We got executive buy-in to build a proper platform. Hired great people. Did the work.
The Results (That We Were Proud Of)
After 12 months, our metrics looked incredible:
- Deployment frequency: Up 40% (from weekly to multiple times per day)
- Build times: Down 67% (from 45 minutes to 15 minutes)
- Mean time to recovery: Down 55% (from hours to minutes)
- Developer satisfaction: 8.2/10 in our internal surveys (up from 5.1)
- Infrastructure incidents: Down 70%
We prepared a comprehensive presentation for the quarterly business review. Slides full of charts showing improvement. Testimonials from product teams about how much easier their lives were. Concrete evidence of technical success.
The CFO’s Response
“This is fantastic work, Luis. You clearly solved the problem. Now let’s talk about rightsizing the platform team for maintenance mode. I’m thinking we can reduce headcount by 50% and reallocate budget to product engineering.”
I was stunned. We proved ROI. We demonstrated value. We had data. And the response was… a budget cut?
What I Think Went Wrong
Looking back, I see our mistakes:
We spoke in engineering metrics. Deployment frequency and MTTR mean nothing to a CFO. We never translated these improvements into business outcomes.
We never answered the business questions:
- How much revenue did faster deployments unlock?
- What customer features shipped sooner because of platform improvements?
- What’s the competitive advantage of our infrastructure?
- What happens to these metrics if we cut the team?
- What’s the cost of NOT maintaining this platform?

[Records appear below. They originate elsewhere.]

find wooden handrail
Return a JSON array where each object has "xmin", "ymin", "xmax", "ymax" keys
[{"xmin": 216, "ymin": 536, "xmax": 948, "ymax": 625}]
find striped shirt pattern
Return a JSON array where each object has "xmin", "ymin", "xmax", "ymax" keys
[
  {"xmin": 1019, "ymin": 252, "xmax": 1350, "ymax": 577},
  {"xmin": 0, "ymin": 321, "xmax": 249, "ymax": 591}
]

We presented platform as a “project” with a finish line. The CFO heard “problem solved” when we said “metrics improved.” We didn’t frame platform as continuous enablement.
We didn’t connect platform capabilities to strategic initiatives. Our executive team is focused on launching an enterprise tier, expanding our partner ecosystem, and achieving SOC 2 compliance. We never said “platform makes these strategic goals possible” or “these goals are at risk without platform investment.”

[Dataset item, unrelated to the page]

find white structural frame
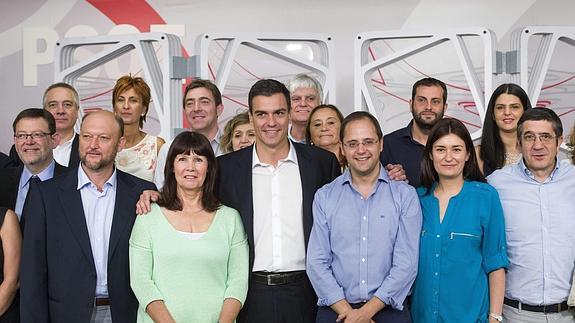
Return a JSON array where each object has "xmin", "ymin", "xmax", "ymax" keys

The Uncomfortable Question
Did we actually prove ROI? Or did we just prove we improved some technical metrics?
I think we proved we’re good engineers. We didn’t prove we’re essential to the business.
What I Need From This Community
I’m preparing for budget renewal in 6 weeks. I need to reframe our entire value proposition.
Questions for those who’ve been through this:
- How do you translate platform engineering improvements into CFO language?
- What frameworks have worked for you to connect technical metrics to business outcomes?
- How do you quantify the risk of reducing platform investment?
- Do you have examples of ROI calculations that actually resonated with finance teams?
- How do you prevent the “you fixed it, now we need less investment” trap?
I know we’re not alone in this. Platform engineering is growing rapidly, but I’m starting to think the technical community is solving one problem (developer experience) while creating another (business justification).
Any advice, war stories, or frameworks would be incredibly helpful.